Got it - if it’s just the sampler which requires normalized data, how about denormalizing the data before training the Random Forest? This avoids the normalization step on the classification data altogether (incl. all other potential footguns, additional processing steps, dependence of normalized data of the learned model).

lixingxing · January 28, 2025, 9:31am

Hi, I might be misunderstanding because i am very new. If i denormalise the data before training, does it mean feeding denormalised data to smote? Which i suppose should be wrong to do so

lixingxing · January 28, 2025, 9:38am

Hi, it seems like my data range is different, would it work the same way if I use option 1 and set the normalization as min-mix for both normalizers?

qqilihq · January 28, 2025, 9:45am

Hi, I might be misunderstanding because i am very new. If i denormalise the data before training, does it mean feeding denormalised data to smote? Which i suppose should be wrong to do so

I would try the following sequence:

Normalizer
Sampling (i.e. SMOTE)
Denormalizer (which is the reverse of the normalization you performed before)
Random Forest Learner

The classification data will not need to be normalized this way as the model was trained on the “original domain” data.

lixingxing · January 28, 2025, 6:06pm

Hi! Thank you, this solve my issue.
Just want to ask if it is a must to normalize my data before Smote? I got a higher accuracy without normalizing it

ActionAndi · January 28, 2025, 7:06pm

Hi @nan ,

are you sure?
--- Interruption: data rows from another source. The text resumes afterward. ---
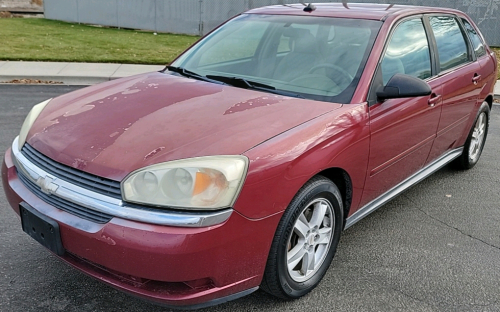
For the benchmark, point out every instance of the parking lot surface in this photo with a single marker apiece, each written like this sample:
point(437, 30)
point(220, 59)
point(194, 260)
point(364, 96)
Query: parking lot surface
point(434, 248)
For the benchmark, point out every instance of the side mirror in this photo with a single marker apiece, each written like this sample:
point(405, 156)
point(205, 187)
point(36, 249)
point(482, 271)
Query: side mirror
point(401, 86)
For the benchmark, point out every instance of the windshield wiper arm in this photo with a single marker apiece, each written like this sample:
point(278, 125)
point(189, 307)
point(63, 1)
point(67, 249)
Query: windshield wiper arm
point(187, 73)
point(247, 84)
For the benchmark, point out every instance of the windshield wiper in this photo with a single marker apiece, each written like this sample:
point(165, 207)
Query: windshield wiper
point(187, 73)
point(247, 84)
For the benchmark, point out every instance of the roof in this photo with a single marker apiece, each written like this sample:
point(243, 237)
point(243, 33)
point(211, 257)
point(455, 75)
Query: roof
point(350, 10)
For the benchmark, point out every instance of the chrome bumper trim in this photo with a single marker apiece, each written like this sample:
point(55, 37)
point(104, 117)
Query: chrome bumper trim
point(109, 205)
point(398, 189)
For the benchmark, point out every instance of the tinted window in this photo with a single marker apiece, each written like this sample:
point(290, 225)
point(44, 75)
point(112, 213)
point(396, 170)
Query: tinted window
point(407, 52)
point(450, 41)
point(475, 39)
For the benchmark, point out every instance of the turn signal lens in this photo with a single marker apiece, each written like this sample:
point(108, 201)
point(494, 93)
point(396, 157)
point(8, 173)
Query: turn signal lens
point(29, 121)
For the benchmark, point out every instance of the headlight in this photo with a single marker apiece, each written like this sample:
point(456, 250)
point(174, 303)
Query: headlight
point(211, 182)
point(30, 119)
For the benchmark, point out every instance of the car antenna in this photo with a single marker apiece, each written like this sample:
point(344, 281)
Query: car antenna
point(309, 8)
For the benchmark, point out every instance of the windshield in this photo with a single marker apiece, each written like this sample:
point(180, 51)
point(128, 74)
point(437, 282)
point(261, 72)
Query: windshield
point(316, 58)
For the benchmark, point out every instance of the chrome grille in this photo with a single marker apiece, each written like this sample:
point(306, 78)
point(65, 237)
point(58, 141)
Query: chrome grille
point(82, 179)
point(77, 210)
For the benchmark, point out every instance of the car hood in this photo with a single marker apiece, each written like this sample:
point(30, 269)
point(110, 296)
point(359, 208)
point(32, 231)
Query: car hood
point(117, 127)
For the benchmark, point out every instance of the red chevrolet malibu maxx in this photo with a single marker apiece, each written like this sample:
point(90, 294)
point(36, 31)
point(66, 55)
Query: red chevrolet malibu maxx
point(238, 166)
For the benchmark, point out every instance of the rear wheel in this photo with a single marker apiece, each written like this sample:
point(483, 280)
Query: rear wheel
point(305, 240)
point(475, 141)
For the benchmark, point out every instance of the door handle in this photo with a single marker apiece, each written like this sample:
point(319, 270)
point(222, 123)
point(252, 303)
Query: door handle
point(476, 78)
point(434, 99)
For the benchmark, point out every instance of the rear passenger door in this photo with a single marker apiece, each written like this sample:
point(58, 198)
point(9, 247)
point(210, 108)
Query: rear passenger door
point(402, 130)
point(459, 74)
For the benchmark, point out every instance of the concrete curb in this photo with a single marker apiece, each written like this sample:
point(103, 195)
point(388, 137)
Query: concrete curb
point(71, 73)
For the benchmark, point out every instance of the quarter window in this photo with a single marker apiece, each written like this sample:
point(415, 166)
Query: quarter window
point(475, 39)
point(450, 41)
point(407, 52)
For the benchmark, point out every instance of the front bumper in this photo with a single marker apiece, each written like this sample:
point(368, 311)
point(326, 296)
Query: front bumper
point(174, 266)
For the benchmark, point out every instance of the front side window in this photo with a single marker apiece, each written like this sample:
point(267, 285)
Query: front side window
point(316, 58)
point(407, 52)
point(476, 40)
point(451, 45)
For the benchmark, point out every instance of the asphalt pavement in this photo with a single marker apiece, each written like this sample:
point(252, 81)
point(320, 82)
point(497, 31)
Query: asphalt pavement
point(71, 73)
point(434, 248)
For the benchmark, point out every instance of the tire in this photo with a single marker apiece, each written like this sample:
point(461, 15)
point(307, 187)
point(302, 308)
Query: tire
point(311, 225)
point(475, 141)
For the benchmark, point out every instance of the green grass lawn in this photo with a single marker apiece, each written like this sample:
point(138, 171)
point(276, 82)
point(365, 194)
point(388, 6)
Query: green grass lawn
point(37, 39)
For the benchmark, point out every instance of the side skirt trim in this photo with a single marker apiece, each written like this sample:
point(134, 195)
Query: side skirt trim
point(398, 189)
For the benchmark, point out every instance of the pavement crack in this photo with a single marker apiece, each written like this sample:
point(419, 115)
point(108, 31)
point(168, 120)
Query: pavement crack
point(452, 227)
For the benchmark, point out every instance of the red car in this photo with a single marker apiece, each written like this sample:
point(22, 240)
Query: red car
point(239, 165)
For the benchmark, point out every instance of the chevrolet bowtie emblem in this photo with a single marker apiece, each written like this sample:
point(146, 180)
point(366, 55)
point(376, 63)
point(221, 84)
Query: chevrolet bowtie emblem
point(47, 184)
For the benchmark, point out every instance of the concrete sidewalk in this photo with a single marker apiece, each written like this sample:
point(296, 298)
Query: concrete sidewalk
point(71, 73)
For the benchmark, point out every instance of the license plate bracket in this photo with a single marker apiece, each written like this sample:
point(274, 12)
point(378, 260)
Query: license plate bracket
point(41, 228)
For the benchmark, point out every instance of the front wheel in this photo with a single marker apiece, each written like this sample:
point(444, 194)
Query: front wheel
point(305, 240)
point(475, 141)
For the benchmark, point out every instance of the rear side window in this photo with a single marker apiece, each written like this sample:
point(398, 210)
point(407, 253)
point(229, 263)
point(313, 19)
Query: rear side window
point(407, 52)
point(476, 40)
point(451, 44)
I think if the dataset is splitted before the normalization/standardization you can run into the problem, that the model must extrapolate or has to deal with features which are not in range of the training dataset.
And with maybe not a large dataset the split can lead to a change of the mean or standard deviation of a feature.
But I’m not an expert, maybe I’m wrong

nan · January 29, 2025, 8:40am

Hi, you basically exactly describe the problem. If you normalize before partitioning, in your example the mean is influenced by the data in the test set. Therefore the training knows something about the test set, which means that the test is not independent of the training anymore, which again means that it is not a good test.
In practice, if you sample randomly (and do not have bad luck) the mean should be similar in both, training and test set. However, as you also described each outlier/extreme value can only be in one of the two sets, which means the model needs to extrapolate. But that is also likely to happen later on when the model is deployed.
If you know that certain features can only appear in a certain range – say 1 through 10 – you can also use that information to normalize instead of “learning” the normalization from the training data.

That’s how I understand it, though I do not have a good source at hand right now.

Cheers,
nan

system · February 5, 2025, 8:41am

This topic was automatically closed 7 days after the last reply. New replies are no longer allowed.